TRIESTE Erano nullatenenti per il Fisco, ma vivevano in ville e viaggiavano a bordo di Suv con targa estera da decine di migliaia di euro, nascondendo a casa cospicue somme in contanti, frutto delle ingenti frodi realizzate con la vendita in nero di milioni di litri di alcol. È l'identikit dei capi dell'organizzazione criminale dedita all'importazione illecita di alcol, smantellata dalla Guardia di Finanza di Caserta - guidata da Andrea Mercatili - che ha eseguito 25 misure cautelari emesse dal Gip del tribunale di Napoli Nord nei confronti dei altrettanti indagati in tutt'Italia; si tratta del 46enne Francesco Cervino di Capodrise (Caserta), nelle cui abitazione, in due scatole di scarpe, i finanzieri hanno rinvenuto 163mila euro in contanti, e del 45enne Michele Galotta di Scisciano (Napoli), entrambi finiti in carcere.

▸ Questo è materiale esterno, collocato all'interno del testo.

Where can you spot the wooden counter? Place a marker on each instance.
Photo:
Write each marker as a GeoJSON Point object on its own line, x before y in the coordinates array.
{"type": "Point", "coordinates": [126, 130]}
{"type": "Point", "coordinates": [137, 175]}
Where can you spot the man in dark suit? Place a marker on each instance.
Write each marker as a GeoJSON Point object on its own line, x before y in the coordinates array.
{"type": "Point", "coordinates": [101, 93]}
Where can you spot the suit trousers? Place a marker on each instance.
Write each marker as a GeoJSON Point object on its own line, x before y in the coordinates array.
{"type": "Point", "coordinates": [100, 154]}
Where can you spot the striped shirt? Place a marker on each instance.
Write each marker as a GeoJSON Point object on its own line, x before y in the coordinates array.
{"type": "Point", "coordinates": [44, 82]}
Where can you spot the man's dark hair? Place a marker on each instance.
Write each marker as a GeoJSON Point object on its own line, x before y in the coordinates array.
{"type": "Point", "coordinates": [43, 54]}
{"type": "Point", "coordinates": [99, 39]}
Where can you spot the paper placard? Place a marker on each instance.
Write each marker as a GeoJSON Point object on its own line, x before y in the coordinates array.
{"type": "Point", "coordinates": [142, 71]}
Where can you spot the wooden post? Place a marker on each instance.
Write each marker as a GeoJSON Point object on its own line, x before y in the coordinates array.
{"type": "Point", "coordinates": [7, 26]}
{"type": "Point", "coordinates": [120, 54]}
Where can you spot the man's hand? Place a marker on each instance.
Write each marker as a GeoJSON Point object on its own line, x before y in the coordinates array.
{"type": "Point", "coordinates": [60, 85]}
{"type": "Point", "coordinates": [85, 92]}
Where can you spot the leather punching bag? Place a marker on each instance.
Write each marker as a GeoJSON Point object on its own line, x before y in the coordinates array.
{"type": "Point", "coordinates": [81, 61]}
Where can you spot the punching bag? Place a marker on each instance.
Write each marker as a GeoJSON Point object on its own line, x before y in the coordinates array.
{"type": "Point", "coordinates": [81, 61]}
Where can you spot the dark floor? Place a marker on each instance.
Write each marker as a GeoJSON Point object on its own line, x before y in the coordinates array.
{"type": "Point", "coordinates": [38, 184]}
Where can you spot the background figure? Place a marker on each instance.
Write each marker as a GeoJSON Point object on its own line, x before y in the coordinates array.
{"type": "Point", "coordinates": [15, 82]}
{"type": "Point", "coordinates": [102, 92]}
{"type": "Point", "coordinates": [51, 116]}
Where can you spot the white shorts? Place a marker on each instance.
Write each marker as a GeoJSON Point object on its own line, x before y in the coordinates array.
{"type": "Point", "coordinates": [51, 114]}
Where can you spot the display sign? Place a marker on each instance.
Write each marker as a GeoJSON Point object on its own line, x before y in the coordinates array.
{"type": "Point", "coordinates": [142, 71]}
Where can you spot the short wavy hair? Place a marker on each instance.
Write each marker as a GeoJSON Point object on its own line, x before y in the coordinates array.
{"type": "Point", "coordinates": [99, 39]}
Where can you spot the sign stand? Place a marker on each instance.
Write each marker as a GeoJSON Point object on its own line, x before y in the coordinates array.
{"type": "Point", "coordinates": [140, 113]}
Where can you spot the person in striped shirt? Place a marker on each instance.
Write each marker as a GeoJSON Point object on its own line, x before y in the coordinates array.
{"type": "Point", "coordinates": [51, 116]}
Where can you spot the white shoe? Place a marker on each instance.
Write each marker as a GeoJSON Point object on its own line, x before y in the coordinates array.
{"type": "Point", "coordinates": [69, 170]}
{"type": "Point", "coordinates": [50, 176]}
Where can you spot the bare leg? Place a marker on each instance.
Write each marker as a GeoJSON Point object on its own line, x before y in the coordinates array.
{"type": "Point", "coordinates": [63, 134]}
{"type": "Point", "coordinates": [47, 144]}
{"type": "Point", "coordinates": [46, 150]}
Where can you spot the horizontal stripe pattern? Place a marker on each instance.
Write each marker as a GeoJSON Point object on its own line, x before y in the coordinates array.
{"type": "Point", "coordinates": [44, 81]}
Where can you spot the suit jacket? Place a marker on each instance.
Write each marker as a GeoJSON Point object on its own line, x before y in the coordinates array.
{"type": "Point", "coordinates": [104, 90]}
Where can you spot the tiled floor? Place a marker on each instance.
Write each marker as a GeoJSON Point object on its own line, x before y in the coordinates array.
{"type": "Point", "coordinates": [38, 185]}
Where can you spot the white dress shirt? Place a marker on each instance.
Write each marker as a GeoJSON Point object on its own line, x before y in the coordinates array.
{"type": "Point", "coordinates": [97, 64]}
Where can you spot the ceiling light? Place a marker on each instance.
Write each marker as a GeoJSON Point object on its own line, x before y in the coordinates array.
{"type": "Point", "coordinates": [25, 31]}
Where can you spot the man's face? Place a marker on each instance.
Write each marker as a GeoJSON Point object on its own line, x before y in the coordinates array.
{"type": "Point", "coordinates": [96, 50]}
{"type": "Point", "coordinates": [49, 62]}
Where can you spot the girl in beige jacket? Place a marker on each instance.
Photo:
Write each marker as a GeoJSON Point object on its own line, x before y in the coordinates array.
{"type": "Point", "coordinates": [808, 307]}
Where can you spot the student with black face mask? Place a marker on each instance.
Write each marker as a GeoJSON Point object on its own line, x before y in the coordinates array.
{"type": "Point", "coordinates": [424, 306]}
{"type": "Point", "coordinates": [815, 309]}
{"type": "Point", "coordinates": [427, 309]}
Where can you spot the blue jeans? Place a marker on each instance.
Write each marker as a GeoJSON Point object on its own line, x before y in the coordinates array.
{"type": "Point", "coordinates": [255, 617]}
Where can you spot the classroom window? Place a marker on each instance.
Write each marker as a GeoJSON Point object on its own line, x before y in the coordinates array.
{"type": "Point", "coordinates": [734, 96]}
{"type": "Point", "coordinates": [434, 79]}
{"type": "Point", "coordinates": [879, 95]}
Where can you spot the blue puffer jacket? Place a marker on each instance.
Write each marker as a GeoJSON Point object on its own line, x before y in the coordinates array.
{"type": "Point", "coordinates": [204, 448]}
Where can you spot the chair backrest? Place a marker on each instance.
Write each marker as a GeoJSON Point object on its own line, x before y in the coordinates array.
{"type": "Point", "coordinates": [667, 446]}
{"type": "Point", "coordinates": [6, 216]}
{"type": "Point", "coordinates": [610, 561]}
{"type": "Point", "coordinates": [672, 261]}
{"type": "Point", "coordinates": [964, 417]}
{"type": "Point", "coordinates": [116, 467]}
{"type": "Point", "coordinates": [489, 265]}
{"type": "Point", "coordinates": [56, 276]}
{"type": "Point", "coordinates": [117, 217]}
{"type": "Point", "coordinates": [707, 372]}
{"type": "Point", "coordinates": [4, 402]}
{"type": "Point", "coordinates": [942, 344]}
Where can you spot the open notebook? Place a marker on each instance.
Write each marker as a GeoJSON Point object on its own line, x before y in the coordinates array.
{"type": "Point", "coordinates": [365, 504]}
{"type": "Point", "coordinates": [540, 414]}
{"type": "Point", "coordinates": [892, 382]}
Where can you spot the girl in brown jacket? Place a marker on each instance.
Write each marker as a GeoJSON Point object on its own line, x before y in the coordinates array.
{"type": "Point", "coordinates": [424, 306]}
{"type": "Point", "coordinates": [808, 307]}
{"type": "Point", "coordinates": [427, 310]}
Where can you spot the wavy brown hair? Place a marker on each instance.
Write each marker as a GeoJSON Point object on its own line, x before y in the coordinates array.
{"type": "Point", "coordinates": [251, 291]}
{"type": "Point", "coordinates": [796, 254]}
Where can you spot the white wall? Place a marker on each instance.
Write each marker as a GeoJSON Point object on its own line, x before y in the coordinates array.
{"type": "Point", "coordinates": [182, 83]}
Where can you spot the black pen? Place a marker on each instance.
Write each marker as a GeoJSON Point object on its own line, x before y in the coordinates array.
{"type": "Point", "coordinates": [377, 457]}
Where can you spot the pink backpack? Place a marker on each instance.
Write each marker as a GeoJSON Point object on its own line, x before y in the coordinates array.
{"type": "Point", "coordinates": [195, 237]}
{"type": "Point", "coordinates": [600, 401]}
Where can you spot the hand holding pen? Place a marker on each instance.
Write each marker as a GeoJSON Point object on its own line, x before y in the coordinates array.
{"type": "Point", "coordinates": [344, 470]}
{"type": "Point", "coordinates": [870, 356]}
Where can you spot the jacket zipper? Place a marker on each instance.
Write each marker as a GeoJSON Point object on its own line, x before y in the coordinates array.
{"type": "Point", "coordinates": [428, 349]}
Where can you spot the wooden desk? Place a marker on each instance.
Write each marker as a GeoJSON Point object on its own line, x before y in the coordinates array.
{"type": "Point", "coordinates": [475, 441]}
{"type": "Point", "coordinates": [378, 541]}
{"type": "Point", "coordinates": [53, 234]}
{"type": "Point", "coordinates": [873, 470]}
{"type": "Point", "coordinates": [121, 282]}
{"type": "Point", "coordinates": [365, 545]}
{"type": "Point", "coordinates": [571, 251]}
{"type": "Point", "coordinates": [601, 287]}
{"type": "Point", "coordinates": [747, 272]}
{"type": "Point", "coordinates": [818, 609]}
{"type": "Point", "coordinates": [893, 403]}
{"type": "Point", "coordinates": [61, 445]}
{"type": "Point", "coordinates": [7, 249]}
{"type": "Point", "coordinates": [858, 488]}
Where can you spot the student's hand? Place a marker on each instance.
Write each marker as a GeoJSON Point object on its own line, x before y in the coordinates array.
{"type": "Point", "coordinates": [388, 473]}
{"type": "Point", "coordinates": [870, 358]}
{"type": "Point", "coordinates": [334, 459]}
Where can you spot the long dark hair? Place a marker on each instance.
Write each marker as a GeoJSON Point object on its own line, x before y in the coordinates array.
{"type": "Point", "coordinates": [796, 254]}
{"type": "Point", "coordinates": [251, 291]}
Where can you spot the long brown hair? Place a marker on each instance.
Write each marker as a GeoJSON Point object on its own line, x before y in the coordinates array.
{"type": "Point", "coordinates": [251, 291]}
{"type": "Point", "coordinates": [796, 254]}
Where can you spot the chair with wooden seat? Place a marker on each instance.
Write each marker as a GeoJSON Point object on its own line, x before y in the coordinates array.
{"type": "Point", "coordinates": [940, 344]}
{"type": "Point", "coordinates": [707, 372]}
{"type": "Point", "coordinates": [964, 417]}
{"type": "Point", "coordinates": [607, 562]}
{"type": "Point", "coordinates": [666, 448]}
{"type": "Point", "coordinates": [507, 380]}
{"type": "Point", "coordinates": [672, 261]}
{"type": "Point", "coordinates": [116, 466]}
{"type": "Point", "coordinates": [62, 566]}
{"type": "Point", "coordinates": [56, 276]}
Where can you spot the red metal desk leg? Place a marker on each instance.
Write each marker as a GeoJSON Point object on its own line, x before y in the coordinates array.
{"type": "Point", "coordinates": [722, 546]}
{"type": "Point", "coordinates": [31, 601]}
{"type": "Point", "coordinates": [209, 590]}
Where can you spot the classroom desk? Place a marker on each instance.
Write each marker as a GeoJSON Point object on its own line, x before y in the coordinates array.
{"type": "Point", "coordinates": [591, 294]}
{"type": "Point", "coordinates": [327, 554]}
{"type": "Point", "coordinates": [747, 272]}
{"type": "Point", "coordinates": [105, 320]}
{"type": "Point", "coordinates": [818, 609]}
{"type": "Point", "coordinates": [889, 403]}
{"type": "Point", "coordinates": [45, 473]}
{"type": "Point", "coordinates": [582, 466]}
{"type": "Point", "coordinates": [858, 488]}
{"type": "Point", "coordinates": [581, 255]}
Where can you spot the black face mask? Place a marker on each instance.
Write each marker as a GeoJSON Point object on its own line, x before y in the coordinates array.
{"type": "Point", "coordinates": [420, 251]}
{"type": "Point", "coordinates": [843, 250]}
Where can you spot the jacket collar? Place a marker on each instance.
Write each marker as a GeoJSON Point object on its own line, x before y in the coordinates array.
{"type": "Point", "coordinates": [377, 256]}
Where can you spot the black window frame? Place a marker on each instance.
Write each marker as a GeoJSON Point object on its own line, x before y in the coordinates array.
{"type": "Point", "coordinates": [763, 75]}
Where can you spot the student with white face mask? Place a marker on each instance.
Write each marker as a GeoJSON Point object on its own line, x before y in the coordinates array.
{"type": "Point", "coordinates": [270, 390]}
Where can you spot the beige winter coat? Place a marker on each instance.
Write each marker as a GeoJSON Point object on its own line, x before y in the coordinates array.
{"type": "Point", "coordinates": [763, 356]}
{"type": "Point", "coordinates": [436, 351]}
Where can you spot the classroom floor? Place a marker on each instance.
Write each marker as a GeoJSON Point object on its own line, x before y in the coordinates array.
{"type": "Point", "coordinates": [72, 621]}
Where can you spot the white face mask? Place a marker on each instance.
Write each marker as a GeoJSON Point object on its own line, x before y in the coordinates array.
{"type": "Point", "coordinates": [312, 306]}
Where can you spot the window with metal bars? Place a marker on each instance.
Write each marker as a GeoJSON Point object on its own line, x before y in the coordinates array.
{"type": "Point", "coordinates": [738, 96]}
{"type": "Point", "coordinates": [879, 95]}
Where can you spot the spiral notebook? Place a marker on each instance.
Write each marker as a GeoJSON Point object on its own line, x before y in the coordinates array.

Tra i destinatari della misura carceraria anche il gestore di un deposito fiscale di Gussago (Brescia), un funzionario «compiacente» dell'Agenzia delle Dogane di Trieste, il 50enne Daniele Di Blasi: questi - hanno accertato i finanzieri del Nucleo di Polizia Economico-Finanziaria di Caserta - avrebbe attestato falsamente che l'alcol importato da Germania e Bulgaria, dopo aver assolto le pratiche fiscali, prendeva la via di Serbia e Azerbaijan. La realtà era diversa, sostengono gli inquirenti: quell'alcol, soprattutto alcol etilico ma anche vodka, rhum e whisky, alla Dogana non ci arrivava proprio, ma restava in parte in Italia, e veniva rivenduto in nero soprattutto all'ingrosso ma anche al dettaglio; una piccola parte andava anche in Gran Bretagna. Cervino e Galotta - è emerso - non sfruttavano solo il «gancio» all'Agenzia delle Dogane, ma avevano anche altre modalità operative, come l'utilizzo di depositi fiscali in difficoltà economiche sparsi per l'Italia, quattro dei quali, da Roma a Bologna passando per Brescia e Grosseto, sono finiti sotto sequestro; gli indagati usavano anche i documenti di accompagnamento semplificati, mediante i quali attestavano falsamente l'assolvimento dell'accisa.